#9063 enables Guard discovery in about an hour by websites

changed milestone to %Tor: 0.2.3.x-final

added component::core tor/tor milestone::Tor: 0.2.3.x-final priority::high resolution::fixed status::closed type::defect version::tor 0.2.4.13-alpha labels

Two more variations:

A) A website just causes Alice to launch 2200 stream connections. Then she gets 2200 connected cells heading her way.

B) If Alice is using the leaky pipe design and has two circ-window-maxes heading her way, but she's also uploading stuff and triggers a sendme cell to return to her, that brings us to 2001.

The attack enabled by #9063 (moved) is extremely similar to the Guard discovery attack from rpw's paper.

It would appear to allow a malicious website to find your guards in about an hour..

Rock, meet the hard place :/.

Trac:
Cc: robgjansen, Flo, nickm to robgjansen, Flo, nickm, rpw
Priority: normal to major

Attack is courtesy of our friend boboper.

Thanks bob!

Trac:
Summary: #9063 (moved) went too far to #9063 (moved) enables Guard discovery of 0.2.4.x clients in about an hour by websites

See also #9001 (moved) for potential longer-term solutions.

Actually, this is all clients.

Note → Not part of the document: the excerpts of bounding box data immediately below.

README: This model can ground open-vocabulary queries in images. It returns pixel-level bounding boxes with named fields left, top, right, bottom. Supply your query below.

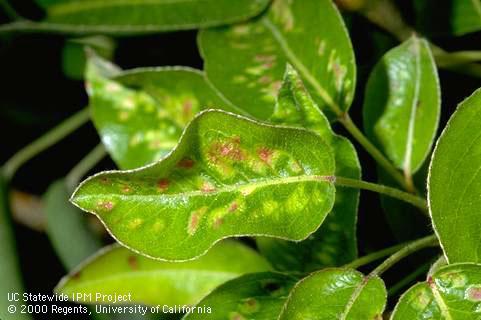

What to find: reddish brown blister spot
left=229, top=202, right=239, bottom=212
left=157, top=178, right=170, bottom=192
left=214, top=217, right=224, bottom=229
left=177, top=158, right=195, bottom=169
left=127, top=256, right=139, bottom=270
left=182, top=99, right=194, bottom=119
left=257, top=147, right=274, bottom=164
left=200, top=182, right=215, bottom=193
left=97, top=201, right=114, bottom=211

Bob pointed out that it is their Guards who have to upgrade for them to be vulnerable, not them.

Pretty bad stuff.

Perhaps we should remove #9063 (moved) and save it for Gaurds who actually experience OOMing?

Trac:
Summary: #9063 (moved) enables Guard discovery of 0.2.4.x clients in about an hour by websites to #9063 (moved) enables Guard discovery in about an hour by websites
Priority: major to critical

Geez, fuck -- yeah, probably roll it back unless/until we can find a smarter way to implement it.

My bug9072-023, bug9072-024 and bug9072-025 #if out the #9063 (moved) code.

Trac:
Status: new to needs_review

Hm. Targetted OOM, or guard discovery. Not a great choice.

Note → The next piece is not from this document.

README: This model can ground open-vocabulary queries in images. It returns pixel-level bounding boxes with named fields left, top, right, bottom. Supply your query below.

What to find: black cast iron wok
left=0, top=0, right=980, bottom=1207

We might need to do the 0.2.5 version of a #9063 (moved) fix that we were talking about, where we defined a maximum space allocatable for cells, and do some kind of OOM killer on on clogged-looking circuits if we run out of space for new queued cells. Not great, and not delightful to contemplate for an 0.2.4 backport, but the OOM situation isn't greater either.

andrea: feel free to merge those for now .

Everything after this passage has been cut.